Nature and Objective of Financial Accounting, Accounting Principles and Regulatory Framework.
Pros and cons for four forms of business organizations
There are four types of business organizations, which is Sole Proprietorship, Partnership, Corporations and Limited Liability Company. The pros and cons will help the business owner to decide which type of business entity will be the best for them.
Sole Proprietorship means that the person who owns the business or the owner has the responsibility for the business operations for example, Freelancer and online business. They do not form an actual business but they still have the chance to apply license for their business operations.
Most important, the owner has the right to control the company assets and right to making decisions for their business. Besides, it is simple for them to establish the business or dissolve it. There is no profit sharing for them as just the owner had control over the business.
Owner of the business have the unlimited liability and they are responsible to the business debts problems. It is risky for the business because the decision making are all onto the owner itself. Plus, it is difficult to hiring manager because the profit are not shareable.
Partnership are more likely with the point of Sole Proprietorship. The business is formed when there are two or more people to start it and manage to make profit from the business. The main point is the business itself need to have two or more owners.
Business capital is larger because there are more owners who run the business. Besides, loss of business are also shared by the owners. Each owner has their different skills to help and strengthen the business. Plus, hiring employees are helpful to the company as the business are shareable.
Each owner has unlimited liability and they are responsibility to the debts problems as well. Business profit must be share to each owner themselves. Each owner has different opinion or agreements which will lead the effect of clashes between partners.
Corporations may look like same with Partnership, but it is not. Corporations are more complex and expensive to set up because the business include the business shares. Shareholder, Board of Directors and Officers have the right to control over the business. Corporations are divided into two types, which is Sdn Bhd and Bhd.
Shares are easily transfer among different owners of the company. Has higher chance to raise the capital through issuance of shares. If an owner quits or dies, the corporation are not necessary to shut down.
The cost of establish a corporation is high. The shareholders do not have the right to control the corporation. The requirements are strict because of the government regulations.
Limited Liability Company
Limited Liability Company, which is LLC. They provide protection to limited liability. Of course, owners need to fill some paper works in order to get their help.
Any owner can involve to LLC. They won’t have any personal debts or liabilities. Owner also can choose LLC to tax corporations or partnership.Cons
Requires registration on filling the form. High regulatory requirement than corporation.
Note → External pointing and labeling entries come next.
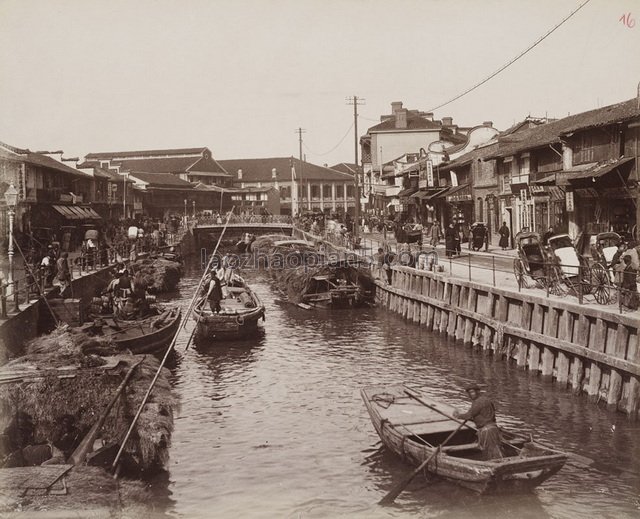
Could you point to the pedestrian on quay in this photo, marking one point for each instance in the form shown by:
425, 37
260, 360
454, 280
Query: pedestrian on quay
450, 240
435, 234
64, 276
504, 236
545, 237
483, 414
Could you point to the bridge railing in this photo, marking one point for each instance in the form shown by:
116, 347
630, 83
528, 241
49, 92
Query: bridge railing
253, 219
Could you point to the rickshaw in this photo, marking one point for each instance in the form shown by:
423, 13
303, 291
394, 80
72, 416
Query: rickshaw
574, 270
478, 236
534, 263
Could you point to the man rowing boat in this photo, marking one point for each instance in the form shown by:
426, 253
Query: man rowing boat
483, 413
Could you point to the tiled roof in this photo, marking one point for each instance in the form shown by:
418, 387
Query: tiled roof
171, 165
346, 167
481, 152
161, 180
259, 170
36, 159
144, 153
413, 123
551, 132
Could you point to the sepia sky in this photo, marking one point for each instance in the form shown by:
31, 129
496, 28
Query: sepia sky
240, 76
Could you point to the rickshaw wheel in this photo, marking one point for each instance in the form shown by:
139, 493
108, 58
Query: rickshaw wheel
555, 282
518, 270
587, 280
601, 284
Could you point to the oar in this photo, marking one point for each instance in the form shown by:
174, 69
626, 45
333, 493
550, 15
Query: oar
395, 491
86, 444
580, 459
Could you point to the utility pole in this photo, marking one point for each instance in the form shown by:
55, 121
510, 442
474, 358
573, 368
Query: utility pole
355, 101
300, 131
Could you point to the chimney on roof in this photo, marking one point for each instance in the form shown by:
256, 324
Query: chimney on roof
72, 162
401, 119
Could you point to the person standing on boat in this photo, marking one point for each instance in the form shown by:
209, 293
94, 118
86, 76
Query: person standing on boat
483, 414
214, 294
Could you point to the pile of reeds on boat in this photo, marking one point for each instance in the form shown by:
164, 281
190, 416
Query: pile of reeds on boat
158, 273
52, 396
240, 311
309, 276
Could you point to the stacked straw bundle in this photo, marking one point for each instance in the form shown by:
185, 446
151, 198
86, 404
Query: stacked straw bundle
85, 392
157, 274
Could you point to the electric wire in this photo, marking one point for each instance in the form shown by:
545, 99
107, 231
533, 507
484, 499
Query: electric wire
332, 149
538, 41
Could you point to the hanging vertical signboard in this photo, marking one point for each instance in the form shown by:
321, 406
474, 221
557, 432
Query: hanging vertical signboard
569, 201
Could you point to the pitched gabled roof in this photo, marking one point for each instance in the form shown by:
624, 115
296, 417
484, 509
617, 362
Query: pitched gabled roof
259, 170
413, 123
12, 153
161, 180
552, 132
481, 152
145, 153
170, 165
346, 167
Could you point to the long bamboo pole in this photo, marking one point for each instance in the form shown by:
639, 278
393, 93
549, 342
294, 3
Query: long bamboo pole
166, 355
206, 270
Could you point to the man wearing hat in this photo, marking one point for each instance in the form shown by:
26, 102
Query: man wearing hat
483, 414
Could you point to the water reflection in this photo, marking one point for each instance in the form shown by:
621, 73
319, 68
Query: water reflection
276, 427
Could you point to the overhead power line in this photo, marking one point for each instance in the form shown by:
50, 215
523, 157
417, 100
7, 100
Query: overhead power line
332, 149
539, 40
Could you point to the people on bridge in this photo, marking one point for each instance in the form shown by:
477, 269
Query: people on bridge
483, 414
505, 234
64, 276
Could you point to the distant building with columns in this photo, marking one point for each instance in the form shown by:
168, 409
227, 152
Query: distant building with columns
303, 186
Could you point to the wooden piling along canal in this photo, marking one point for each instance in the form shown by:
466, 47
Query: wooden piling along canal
584, 348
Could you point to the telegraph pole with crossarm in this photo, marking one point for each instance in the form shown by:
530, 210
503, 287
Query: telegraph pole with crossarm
355, 101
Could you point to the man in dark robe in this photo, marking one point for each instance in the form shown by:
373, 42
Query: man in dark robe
483, 414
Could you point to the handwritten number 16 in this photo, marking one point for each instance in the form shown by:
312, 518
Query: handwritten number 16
628, 21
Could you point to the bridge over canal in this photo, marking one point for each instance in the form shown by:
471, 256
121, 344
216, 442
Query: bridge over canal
207, 230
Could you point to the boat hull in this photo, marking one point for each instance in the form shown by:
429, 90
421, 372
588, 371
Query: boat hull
406, 430
235, 320
228, 327
147, 336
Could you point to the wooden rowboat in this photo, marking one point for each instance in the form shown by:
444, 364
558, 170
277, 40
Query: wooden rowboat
241, 311
413, 431
150, 335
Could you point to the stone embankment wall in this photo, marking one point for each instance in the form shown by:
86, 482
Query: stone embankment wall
583, 348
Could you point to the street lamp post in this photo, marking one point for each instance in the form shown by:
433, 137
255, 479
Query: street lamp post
124, 195
11, 197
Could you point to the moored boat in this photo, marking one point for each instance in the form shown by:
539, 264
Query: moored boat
240, 312
414, 431
151, 334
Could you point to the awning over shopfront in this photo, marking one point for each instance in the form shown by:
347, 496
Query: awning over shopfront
67, 213
594, 171
405, 193
77, 213
460, 193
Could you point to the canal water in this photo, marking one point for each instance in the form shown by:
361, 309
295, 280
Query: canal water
275, 427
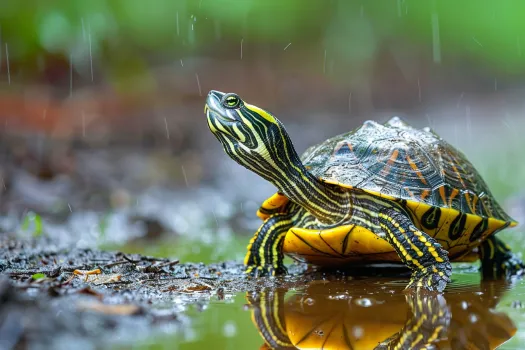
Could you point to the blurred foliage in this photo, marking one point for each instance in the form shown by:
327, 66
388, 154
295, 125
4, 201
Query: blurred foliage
116, 31
33, 222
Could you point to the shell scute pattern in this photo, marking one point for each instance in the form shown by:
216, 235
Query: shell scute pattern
407, 163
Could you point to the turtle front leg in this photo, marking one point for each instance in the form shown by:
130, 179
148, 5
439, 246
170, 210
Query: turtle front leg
497, 261
431, 269
265, 254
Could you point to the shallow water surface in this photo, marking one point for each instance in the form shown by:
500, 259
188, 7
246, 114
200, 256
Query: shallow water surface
360, 313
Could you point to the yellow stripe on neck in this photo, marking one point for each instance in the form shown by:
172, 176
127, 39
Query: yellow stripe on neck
261, 112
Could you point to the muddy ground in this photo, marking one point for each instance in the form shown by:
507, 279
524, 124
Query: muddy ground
50, 301
60, 298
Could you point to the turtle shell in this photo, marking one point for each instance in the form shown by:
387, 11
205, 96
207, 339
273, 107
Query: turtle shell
400, 161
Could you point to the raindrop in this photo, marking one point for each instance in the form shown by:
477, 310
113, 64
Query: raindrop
476, 41
358, 332
309, 301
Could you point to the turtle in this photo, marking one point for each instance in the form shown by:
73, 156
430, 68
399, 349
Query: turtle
382, 193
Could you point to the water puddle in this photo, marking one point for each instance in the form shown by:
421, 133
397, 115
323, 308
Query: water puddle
359, 314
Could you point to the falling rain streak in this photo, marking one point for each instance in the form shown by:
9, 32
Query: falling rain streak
167, 129
90, 52
476, 41
419, 90
177, 20
242, 40
436, 43
324, 63
7, 61
83, 124
198, 84
71, 75
185, 177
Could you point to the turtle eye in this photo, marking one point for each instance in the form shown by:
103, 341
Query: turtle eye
231, 101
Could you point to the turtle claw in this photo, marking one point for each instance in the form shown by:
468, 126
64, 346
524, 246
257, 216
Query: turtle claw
433, 278
265, 270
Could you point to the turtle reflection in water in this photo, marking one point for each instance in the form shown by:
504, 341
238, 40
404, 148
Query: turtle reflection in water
381, 193
327, 316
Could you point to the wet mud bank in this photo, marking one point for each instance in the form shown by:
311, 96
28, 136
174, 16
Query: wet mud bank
57, 298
Difference Between Financial Accounting and Management Accounting
Why financial accounting and management accounting is different although they are in same category? There is a reason. Financial accounting are more focus on financial statements which consist of paper works. In order to show the financial health of the company, financial reports must be handed up like annually period or different period, depends to the company law. The example of financial reports are balance sheet, income statements and cash flow statements. While managerial accounting is providing helpful information in order to help the company to be better. Much more on planning the goals of company, the manager has to plan, making decision and control. Managers will help the company to achieve the goals as they need to plan how to achieve. Plus, in order not to let the company to have a tough time on the budget issue, budgeting is important to let them analysis and plan to control the usage on budget for help them in company’s future market.
Accounting is a language of business. To understand the principles of accounting, accountants are taught to understand the major concepts of accounting. The following list are 10 major accounting concepts that accountants need to follow.
Money Measurement Concept
-In world of accounting, anything that is relevant to transaction are considered in terms of cash or money. Since the transaction that has made must be relevant to money, those transactions will only be recorded. While the transaction that are not relevant to money will not be recorded. As example, terms like assets which is premises, buildings, vehicles are not relevant to money, so they will not be recorded. At the same time, terms like cash is bank or cash in hand are relevant to cashflow activities, so they will be recorded.
Business Entity Concept
-In accounting, business is assumed that they are completely separated from its owner because business was existed. Only transaction of the business was recorded in the books of firms and the books of firms will not recorded any private transaction from business owners that are not relevant to the business. The objective of this concept is to separate the transaction between business transaction and private transaction. This concept should be followed by any organizations and any companies.
Going Concern Concept
-This concept which assumes that a business will have a long-life continuity and will continue to operate their business for a certain period. Business assets will be used to produce the income to the business. This account concept will record all the assets value in terms of buying price and not the value in terms of selling price because those assets are not for sales, but it will continue to use in the business. When the business is totally let other individual or company to handle, then the value of the assets will be shown after the assets are sold out.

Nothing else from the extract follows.